Contrary to what the title of director Alexandre Aja’s latest would have us believe, Louis Drax (Aiden Longworth) is no cat. He is, though, a terror, and not just for the way he rather perversely tells his mother, Natalie (Sarah Gadon), about a chance encounter between his father, Peter (Aaron Paul), and the man’s ex-wife after the boy was told to stay quiet. Natalie, it seems, has a delicate constitution. Scribbling innocuously eye-opening art in front of a psychologist (Oliver Platt), Louis displays the expert yet off-putting sassing skills of a RuPaul’s Drag Race contestant who doesn’t make it to the final three. But above all, he’s a headache to his parents for the way his body seems to welcome death. Having survived botulism, meningitis, electrocution, and more, he plunges off a cliff on his ninth birthday and lands in a coma, leaving two detectives to figure out the cause of the fall and a doctor, Allan Pascal (Jamie Dornan), to bring him back to the land of the living.

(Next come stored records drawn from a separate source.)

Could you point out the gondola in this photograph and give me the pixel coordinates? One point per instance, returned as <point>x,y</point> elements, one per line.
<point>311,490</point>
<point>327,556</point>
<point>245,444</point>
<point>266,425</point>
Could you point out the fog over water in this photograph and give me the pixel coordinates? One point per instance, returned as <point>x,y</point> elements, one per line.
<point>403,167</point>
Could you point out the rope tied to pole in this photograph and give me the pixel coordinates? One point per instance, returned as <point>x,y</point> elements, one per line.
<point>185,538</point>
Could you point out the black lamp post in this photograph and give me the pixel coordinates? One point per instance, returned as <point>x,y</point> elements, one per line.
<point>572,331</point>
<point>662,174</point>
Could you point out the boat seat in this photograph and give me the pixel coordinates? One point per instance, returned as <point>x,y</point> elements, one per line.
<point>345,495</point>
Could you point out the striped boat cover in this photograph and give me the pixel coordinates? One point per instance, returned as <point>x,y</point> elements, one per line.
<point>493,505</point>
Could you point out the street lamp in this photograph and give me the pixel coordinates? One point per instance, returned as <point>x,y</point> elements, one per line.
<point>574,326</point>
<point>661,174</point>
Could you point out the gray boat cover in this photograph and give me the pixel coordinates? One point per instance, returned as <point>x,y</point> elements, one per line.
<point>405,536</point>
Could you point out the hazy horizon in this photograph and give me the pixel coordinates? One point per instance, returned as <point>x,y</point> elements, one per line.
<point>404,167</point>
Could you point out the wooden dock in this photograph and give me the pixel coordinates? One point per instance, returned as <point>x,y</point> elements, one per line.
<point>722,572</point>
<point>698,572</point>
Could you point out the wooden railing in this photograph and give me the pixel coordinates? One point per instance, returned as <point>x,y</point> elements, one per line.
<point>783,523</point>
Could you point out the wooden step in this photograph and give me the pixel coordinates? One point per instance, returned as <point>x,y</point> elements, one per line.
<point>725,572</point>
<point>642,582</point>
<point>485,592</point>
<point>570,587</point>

The 9th Life of Louis Drax, an adaptation of a 2004 novel by Liz Jensen, reveals itself early and disastrously as a cluttered and calculated fantasy of hidden agendas, all misbegotten style and audience hand-holding. Having Louis hang on in a comatose state for almost the entire duration of the film gives Dornan at one point the chance to voice the child’s unconscious cries for help—a scene that feels arbitrary, and unintentionally hilarious, for the way the filmmakers fail to give expression to Louis’s sense of agency (the very reason for his need to communicate with the doctor in the first place), and for Dornan’s struggle to disguise his brogue. But the primary intent of having Louis remain unconscious for so long, like most of the story’s plot points, is to conveniently delay the revelation of the exact cause of the boy’s accident.
Every incident in the film is a time-bidding maneuver, completely and unimaginatively untethered from logic. Searching for the presumably missing Peter, Molly Parker’s Detective Dalton pays Allan a series of accusatory visits throughout that are at once canned, cruel, and befuddling, not least of which because the married doctor didn’t even meet Natalie, with whom he begins to carry an affair, until after Louis landed in the hospital. Meanwhile, in his state of limbo, the boy interacts with an initially ominous swamp thing whose true identity only becomes understood to him once we ourselves have grasped it. But the boy’s realization of this truth is completely stupefying, not just because he was witness to the fate of the swamp thing’s real-world embodiment, but also because the filmmakers don’t even bother to suggest that Louis, conscious or not, is suppressing the traumas of his life.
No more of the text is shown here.